De Marseille, par la voie maritime, Innocent IV aurait pu atteindre plus vite Rome, qui était le but de son voyage. Mais il avait trop souffert de sa précédente traversée de Cività Vecchia à Gênes, pour reprendre de nouveau la mer. Il préféra gagner l’Italie en suivant le littoral. Il semble, d’ailleurs, qu’il ne fût pas pressé d’arriver à Rome, dont la population lui inspirait toujours quelque crainte. Il s’attarda beaucoup en route, s’arrêtant tour à tour à Gênes, Milan, Ferrare, Bologne, Pérouse, Assise ; il se trouvait encore dans cette dernière ville à la fin du mois de juillet 1252, quinze mois après son départ de Lyon. C’était, visiblement, avec une extrême fierté qu’il « rentrait en triomphateur dans le pays que, sept ans auparavant, il avait quitté en fugitif ». Pourtant la lutte entre le pape et la maison de Souabe n’avait pas cessé. Même après la mort de Frédéric II, Innocent IV poursuivit la guerre contre ses descendants qui tentaient de se maintenir au moins dans l’Italie du Sud : il s’était juré d’exterminer « cette race de vipères ».

Loin de notre ville, qu’il ne devait plus revoir, le pontife n’oubliait pas ses chers Lyonnais et continuait à leur prodiguer les marques de sa bienveillance : le tiers au moins des bulles rendues en leur faveur est daté des années qui s’écoulèrent depuis son départ de Lyon jusqu’à sa mort, qui survint au mois de décembre 1254, après onze ans et demi d’un règne assez court, mais agité et rempli d’événements.
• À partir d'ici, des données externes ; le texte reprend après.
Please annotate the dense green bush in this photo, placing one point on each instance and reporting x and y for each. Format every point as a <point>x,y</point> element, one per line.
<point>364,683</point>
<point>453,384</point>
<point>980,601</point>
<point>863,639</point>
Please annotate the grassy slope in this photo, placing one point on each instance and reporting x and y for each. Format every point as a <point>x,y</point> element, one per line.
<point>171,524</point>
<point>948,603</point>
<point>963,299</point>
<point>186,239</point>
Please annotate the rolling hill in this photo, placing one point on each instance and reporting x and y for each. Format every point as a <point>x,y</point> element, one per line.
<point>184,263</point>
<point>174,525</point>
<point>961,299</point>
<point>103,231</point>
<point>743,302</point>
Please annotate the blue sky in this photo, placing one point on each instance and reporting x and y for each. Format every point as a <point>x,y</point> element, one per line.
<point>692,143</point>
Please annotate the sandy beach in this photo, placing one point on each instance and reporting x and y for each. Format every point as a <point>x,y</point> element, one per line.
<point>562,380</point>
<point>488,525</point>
Le clergé et le peuple de Lyon, qui conservaient avec tant de soin dans leurs archives les nombreuses lettres de privilèges et d’indulgences dont il les avait comblés, firent preuve à l’égard de leur bienfaiteur d’une froideur singulière. Ils ne paraissent pas avoir jamais songé à fixer par quelque monument, pas même par une relation écrite, le souvenir des années que le grand pape avait passées au milieu d’eux, et du grave événement qui s’était accompli dans leur cité.

Le seul témoignage public de leur gratitude envers Innocent IV consista dans une inscription de quatorze vers latins, depuis longtemps disparue, mais qu’on pouvait lire encore au XVIe siècle sur l’une des tours placées à l’extrémité du pont du Rhône à Lyon. Le texte en a été recueilli par l’érudit forézien Papire Masson. Elle faisait allusion à l’indulgence d’un an et quarante jours accordée par le pape à tous ceux qui contribueraient de leurs deniers à l’achèvement du pont, et avait été probablement composée par l’un des religieux qui travaillaient à sa construction. Le mauvais goût des poètes de l’époque s’y révèle par toute une série de jeux de mots portant même sur le nom du pape. Le plus sagace de nos vieux historiens lyonnais, le Père Menestrier, a eu soin de la reproduire. Mais il a su l’apprécier à sa juste valeur, car, dans un autre endroit de son Histoire civile et consulaire de Lyon, il reproche avec raison à ses concitoyens de n’avoir pas « fait graver sur le marbre ou sur le bronze, pour placer dans leur hôtel de ville », vis-à-vis de la célèbre table de l’empereur Claude, le texte de la plus importante des bulles dont le pape les avait favorisés (nous l’avons citée plus haut), « Mais, dit-il à ce propos, nous vivons dans un siècle où peu de personnes s’intéressent à reconnaître les bienfaits si éloignés. Plus de deux siècles se sont écoulés depuis que ces lignes furent écrites. Les Lyonnais songent moins que jamais à réaliser le vœu de leur auteur, et à honorer par quelque monument public la mémoire du pontife dont la venue et le séjour prolongé avaient valu à leur cité une nouvelle gloire, en fixant sur elle pendant plus de six ans l’attention de tout le monde chrétien.

Du moins ont-ils le devoir de ne pas laisser tomber dans l’oubli l’un des plus brillants épisodes de leur histoire.

Ph. POUZET, professeur honoraire d’histoire au Lycée Ampère de Lyon.